One can model this relationship using a neural network in a *single forward pass.* By constructing a feed-forward network with equal input and output dimensionality, and assigning the same ordering to the input and output, we can simply drop (or **mask**) those connections for each output $i$ with all input variables that have index $j<i$. This way, there is no possible computational path between each output and the variables that come before that output in the ordering, meaning that the value of that output will be able to capture the nature of the relevant conditional $p(x_i | \mathbf{x}_{j<i})$. These aspects together form a **masked, autoregressive** network.
This idea was first used in [@made], which used it to output the density directly in one forward pass by having the outputs correspond to the individual conditional distributions. However, to use this network in a flow, which transforms one distribution to another, we can instead use the outputs of the neural network to parametrize the transform $T$. The result is known as a **masked autoregressive flow** (MAF), and was introduced in [@maf].
The MAF as I used it involved a fairly simple implementation of $T$ -- a location scale transform:
$$
T(\mathbf{u}; \alpha, \beta) = \mathbf{\alpha} \cdot \mathbf{u} + \mathbf{\beta}~,
$$
where $\mathbf{\alpha}, \mathbf{\beta}$ are the scale and location parameter vectors respectively. These are *vectors* because there's one entry corresponding to each entry in $\mathbf{u}$, where the individual parameters $\alpha_i, \beta_i$ are coming from the $i$th output of a neural network (or more precisely, the $i$th pair of outputs, since we have two values $\alpha_i, \beta_i$ for every one input $u_i$), which has parameters itself $\phi$. Training the flow is then done as in @sec-trainflow, with the masking mechanism from earlier in this section being put in place.

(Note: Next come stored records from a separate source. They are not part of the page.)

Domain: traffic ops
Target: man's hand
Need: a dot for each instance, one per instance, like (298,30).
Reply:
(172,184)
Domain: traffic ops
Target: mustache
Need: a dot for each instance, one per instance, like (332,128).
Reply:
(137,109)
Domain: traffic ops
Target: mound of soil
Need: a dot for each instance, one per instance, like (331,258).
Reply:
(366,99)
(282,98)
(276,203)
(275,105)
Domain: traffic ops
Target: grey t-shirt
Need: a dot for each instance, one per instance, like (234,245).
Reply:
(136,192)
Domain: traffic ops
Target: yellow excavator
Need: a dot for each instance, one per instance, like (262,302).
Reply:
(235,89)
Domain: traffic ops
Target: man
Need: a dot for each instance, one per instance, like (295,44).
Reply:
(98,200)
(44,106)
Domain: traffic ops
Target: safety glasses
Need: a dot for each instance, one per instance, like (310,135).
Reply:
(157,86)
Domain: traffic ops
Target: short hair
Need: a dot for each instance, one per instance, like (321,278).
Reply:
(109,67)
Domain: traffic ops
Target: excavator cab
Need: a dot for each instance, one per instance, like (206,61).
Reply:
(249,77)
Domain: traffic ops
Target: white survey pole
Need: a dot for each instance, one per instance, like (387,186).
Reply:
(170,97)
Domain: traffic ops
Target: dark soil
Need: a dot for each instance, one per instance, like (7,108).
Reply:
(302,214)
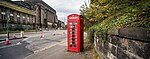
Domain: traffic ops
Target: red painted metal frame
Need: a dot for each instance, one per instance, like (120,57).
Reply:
(78,32)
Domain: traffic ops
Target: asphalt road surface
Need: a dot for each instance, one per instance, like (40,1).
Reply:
(34,43)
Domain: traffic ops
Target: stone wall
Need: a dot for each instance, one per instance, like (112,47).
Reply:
(125,43)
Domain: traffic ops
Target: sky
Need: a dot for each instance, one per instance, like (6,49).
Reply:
(65,7)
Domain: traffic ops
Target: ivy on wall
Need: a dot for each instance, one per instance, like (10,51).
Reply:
(104,15)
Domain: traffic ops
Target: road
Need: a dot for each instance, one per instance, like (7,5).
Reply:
(34,43)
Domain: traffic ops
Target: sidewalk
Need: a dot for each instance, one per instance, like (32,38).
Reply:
(59,52)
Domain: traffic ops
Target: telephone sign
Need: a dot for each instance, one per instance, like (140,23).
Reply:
(75,32)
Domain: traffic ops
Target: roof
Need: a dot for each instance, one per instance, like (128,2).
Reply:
(17,8)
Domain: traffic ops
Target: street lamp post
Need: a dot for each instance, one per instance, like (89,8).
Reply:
(8,18)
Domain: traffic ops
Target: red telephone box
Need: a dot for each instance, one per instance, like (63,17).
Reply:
(75,33)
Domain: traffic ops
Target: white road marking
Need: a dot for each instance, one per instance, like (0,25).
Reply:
(44,49)
(25,39)
(10,45)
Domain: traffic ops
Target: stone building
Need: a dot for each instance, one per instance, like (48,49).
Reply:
(28,14)
(45,15)
(19,17)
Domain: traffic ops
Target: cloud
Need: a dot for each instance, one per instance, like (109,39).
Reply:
(65,7)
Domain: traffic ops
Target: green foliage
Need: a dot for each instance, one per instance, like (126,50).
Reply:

As a bonus, there's a simple way to condition this transform on side information $\mathbf{y}$ that provides context: we can just add $\mathbf{y}$ as an extra input to the network (or multiple inputs if there's more than one variable), and have it mix with every input, since each conditional distribution would also include $\mathbf{y}$. We then have a MAF that can perform **conditional density estimation**, i.e. estimate $p(x_1, \dots, x_N| \mathbf{y})$.